Once we were in the air and the stewardess brought me a diet coke (always my sign that we are going to make it, because obviously they wouldn't offer refreshments if we were about to die), I started to relax. I watched a comedy as I fidgeted in my chair. I was doing it. I did it. I did it scared.

I had a wonderful trip, and though I braced myself for a panic attack on the way home... it never happened. Anxiety is weird and unpredictable that way.

I used to have the goal of "arriving." I've thought before that what I needed was an un-anxious life; one free of triggers and bad days. I would never be worried or scared in that perfect future I pictured.
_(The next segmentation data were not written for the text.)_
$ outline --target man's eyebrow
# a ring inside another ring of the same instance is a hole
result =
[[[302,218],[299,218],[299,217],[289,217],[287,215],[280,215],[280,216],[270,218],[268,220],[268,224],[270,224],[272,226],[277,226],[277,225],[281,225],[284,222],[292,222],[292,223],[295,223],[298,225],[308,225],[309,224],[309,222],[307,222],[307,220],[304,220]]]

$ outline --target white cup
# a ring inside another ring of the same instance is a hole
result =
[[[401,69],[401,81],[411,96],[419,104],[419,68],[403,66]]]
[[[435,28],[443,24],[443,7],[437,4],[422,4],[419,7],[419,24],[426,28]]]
In that future my body would be sleek and toned and I wouldn't even like sugar or toast anymore. I'd also have epic body confidence and I'd have zero days where I felt shame about my crows feet or armpit boobs. I'd never get frustrated or mad at the kids. The husband and I would see eye to eye on everything. I would have conquered my battles and he would have conquered his (#winning). I'd feel an overwhelming sense of peace and joy and purpose every single day.

I don't think I knew that that's what I was picturing when I pictured it; but it was.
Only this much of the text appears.